The organisation of the future is asynchronous

We can’t wait to get back to the office, we all have zoom fatigue

If this resonates then don’t fret. I speak to a lot of execs and even those in some well-known digital first businesses are saying he same thing.

Let me guess. Your day is full of meetings and interruptions and you’re working after hours to get stuff done. Management likely has increasing anxiety about productivity. That’s exhausting!

So what is the root cause?

I think it’s because it’s been accepted that we’ll be ‘remote’ for a while but all that’s been achieved is to move office practices virtual. The traditional office revolves around synchronous interactions and that’s not sustainable or smart in a distributed workplace (I’d posture it’s not smart for any workplace of the future but that’s for another blog). Thus, attempting to sustain office practices virtually is causing the exhaustion.

We cannot solve our problems with the same thinking we used when we created them
— Albert Einstein

Your options? Just go back to the office or, if you’ve ambitions to exist in the next decade, become remote first.

You’ll know you’re becoming remote first when asynchronous processes replace most meetings. Synchronous interaction is reserved for when it adds value rather than being the default. You’ll lose the fatigue and exponentially increase performance and engagement.

What does that mean practically?

  • Written communication becomes critical for success and real-time meetings are reserved for when they add value because they’re about coming together not simply replicating the office.

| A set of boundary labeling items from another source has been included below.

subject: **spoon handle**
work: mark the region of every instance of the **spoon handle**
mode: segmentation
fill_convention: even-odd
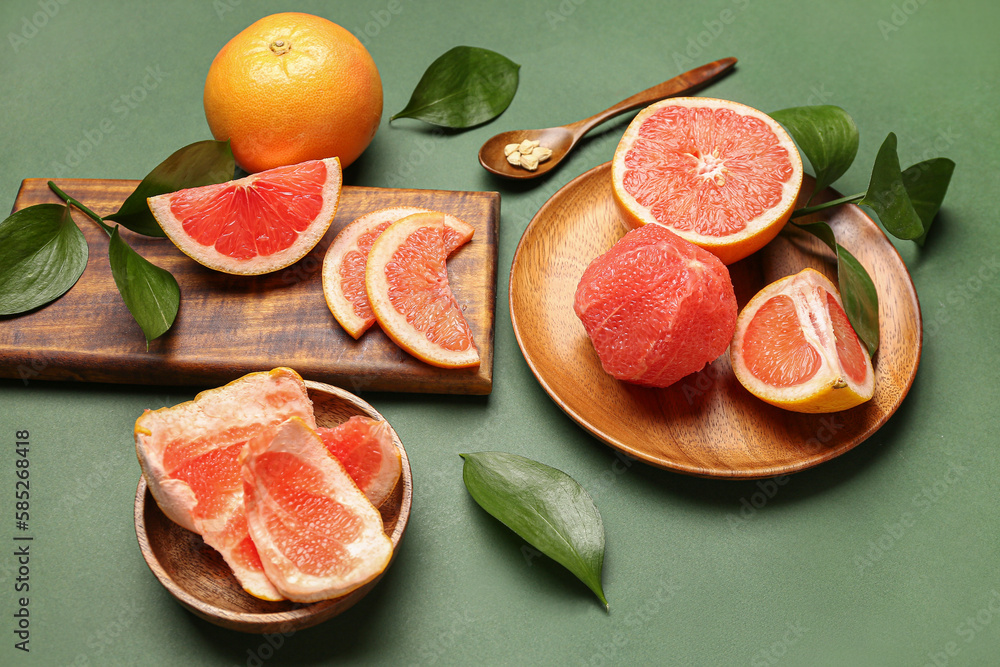
[[[716,77],[728,71],[735,64],[736,58],[722,58],[721,60],[708,63],[707,65],[696,67],[695,69],[684,72],[683,74],[678,74],[674,78],[664,81],[663,83],[659,83],[652,88],[647,88],[641,93],[636,93],[632,97],[624,99],[618,104],[605,109],[600,113],[594,114],[590,118],[584,118],[583,120],[567,125],[566,127],[567,129],[571,129],[577,138],[582,137],[595,126],[600,125],[609,118],[614,118],[615,116],[623,114],[626,111],[638,109],[639,107],[644,107],[648,104],[652,104],[653,102],[658,102],[664,98],[672,97],[678,93],[691,92],[711,82]]]

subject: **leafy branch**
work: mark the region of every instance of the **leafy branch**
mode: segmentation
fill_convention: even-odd
[[[87,240],[71,215],[75,207],[108,235],[108,260],[115,286],[149,342],[173,325],[180,287],[169,271],[129,246],[119,227],[146,236],[164,236],[146,198],[185,188],[222,183],[235,169],[228,142],[199,141],[176,151],[136,187],[117,212],[102,218],[53,183],[64,204],[36,204],[0,222],[0,315],[16,315],[55,301],[87,268]],[[118,224],[111,227],[106,220]]]
[[[867,190],[810,206],[816,193],[832,185],[854,163],[859,143],[857,125],[846,111],[831,105],[782,109],[771,116],[795,139],[816,177],[810,200],[805,207],[792,212],[792,223],[822,240],[836,253],[844,310],[858,337],[874,355],[879,344],[878,293],[871,277],[864,266],[837,243],[828,223],[803,224],[795,219],[857,202],[869,217],[881,222],[889,234],[923,245],[948,191],[955,163],[939,157],[901,170],[896,135],[890,132],[875,156]]]

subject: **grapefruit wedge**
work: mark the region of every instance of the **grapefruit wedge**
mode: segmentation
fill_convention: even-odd
[[[240,454],[246,442],[290,417],[315,426],[305,383],[289,368],[251,373],[135,423],[135,446],[153,498],[173,522],[222,554],[243,588],[281,594],[264,573],[243,505]]]
[[[147,202],[181,252],[216,271],[258,275],[312,250],[333,221],[342,175],[337,158],[178,190]]]
[[[767,114],[675,97],[639,112],[611,175],[628,224],[663,225],[732,264],[781,231],[802,187],[802,159]]]
[[[268,578],[289,600],[339,597],[392,558],[382,516],[298,417],[252,438],[242,457],[247,523]]]
[[[392,223],[414,213],[430,213],[414,206],[394,206],[372,211],[344,227],[323,259],[323,296],[340,326],[353,338],[361,337],[375,323],[365,291],[365,266],[375,239]],[[475,228],[444,214],[445,254],[469,242]]]
[[[365,291],[382,330],[433,366],[479,365],[479,351],[455,301],[445,266],[443,213],[416,213],[389,225],[365,267]]]
[[[729,351],[740,384],[779,408],[835,412],[875,393],[871,358],[840,293],[813,269],[758,292],[737,318]]]
[[[317,428],[316,435],[372,505],[385,502],[403,473],[387,422],[355,415],[333,428]]]

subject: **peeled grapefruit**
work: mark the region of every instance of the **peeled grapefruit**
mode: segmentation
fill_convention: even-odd
[[[875,393],[871,358],[840,293],[813,269],[771,283],[747,303],[730,357],[751,394],[786,410],[846,410]]]
[[[479,365],[479,351],[455,301],[445,266],[444,214],[417,213],[389,225],[365,267],[365,290],[382,330],[431,365]]]
[[[205,118],[248,172],[368,147],[382,118],[382,80],[365,47],[336,23],[284,12],[233,37],[208,70]]]
[[[591,262],[573,308],[604,370],[650,387],[715,360],[736,325],[725,265],[660,225],[628,232]]]
[[[135,448],[153,498],[171,521],[222,554],[243,588],[281,595],[264,573],[247,529],[240,453],[266,428],[297,417],[315,426],[305,383],[288,368],[251,373],[194,400],[144,412]]]
[[[149,210],[181,252],[216,271],[257,275],[305,257],[333,222],[337,158],[150,197]]]
[[[330,312],[354,338],[375,323],[375,313],[365,291],[365,265],[375,239],[401,218],[414,213],[430,213],[415,206],[394,206],[367,213],[337,234],[323,259],[323,295]],[[475,233],[467,222],[444,215],[445,253],[451,255]]]
[[[389,565],[382,516],[306,421],[292,417],[252,438],[241,471],[250,534],[289,600],[344,595]]]
[[[372,505],[385,502],[403,473],[387,422],[355,415],[333,428],[317,428],[316,435]]]
[[[802,159],[767,114],[675,97],[639,112],[611,174],[631,226],[663,225],[732,264],[781,231],[802,187]]]

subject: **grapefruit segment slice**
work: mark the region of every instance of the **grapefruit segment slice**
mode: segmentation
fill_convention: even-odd
[[[628,232],[591,262],[573,308],[604,370],[650,387],[714,361],[736,326],[729,270],[659,225]]]
[[[315,425],[305,383],[288,368],[251,373],[135,423],[136,454],[150,492],[171,521],[222,554],[243,588],[281,595],[264,574],[243,508],[239,458],[251,437],[298,417]]]
[[[414,213],[430,213],[415,206],[394,206],[367,213],[344,227],[333,240],[323,259],[323,295],[330,312],[353,338],[357,339],[375,323],[365,291],[365,266],[375,239],[401,218]],[[453,215],[444,214],[445,254],[469,242],[475,228]]]
[[[333,428],[317,428],[316,434],[372,505],[385,502],[403,473],[387,422],[355,415]]]
[[[339,597],[389,565],[382,516],[302,419],[252,438],[242,477],[250,535],[289,600]]]
[[[611,174],[631,226],[663,225],[732,264],[781,231],[802,187],[802,159],[767,114],[675,97],[639,112]]]
[[[302,259],[330,227],[340,199],[337,158],[150,197],[181,252],[216,271],[257,275]]]
[[[417,213],[375,240],[365,290],[382,330],[401,348],[441,368],[479,365],[469,323],[445,266],[444,214]]]
[[[787,410],[846,410],[875,393],[868,350],[837,288],[813,269],[771,283],[750,300],[737,319],[730,357],[750,393]]]

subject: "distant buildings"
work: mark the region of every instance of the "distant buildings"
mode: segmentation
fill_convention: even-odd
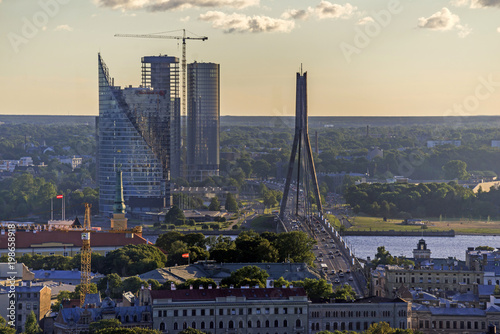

You will have agendas and pre/post work that will be clearly documented and asynchronously delivered.

  • You’ll be measuring not just results but the behaviours that get them.

  • You care more about the quality and timeliness of results than the time of day or where they were produced.

  • Everyone from the most vocal to the most introverted contributes equally.

  • You invest in training and coaching and see retention go up.

  • Decisions are appropriately and deliberately delegated.

  • Trust becomes the glue that binds the operation together.

Things happen, results get delivered, your teams are rested and engaged, and you no longer have zoom fatigue.

I’m not suggesting there isn’t a place for the office or implying the future of work is ‘remote only’; but I believe the advantages a remote-first culture that enables tapping a talent market that extends across geographies with highly engaged and productive employees who have autonomy is simply smart business.

This isn’t an overnight journey. Some organisations take years to transform to remote first and it takes deliberate action to transform starting with leadership.

Are you brave enough to transform your leadership and your business to exist in the next normal or will you just weather the zoom fatigue for now and wear the consequences later?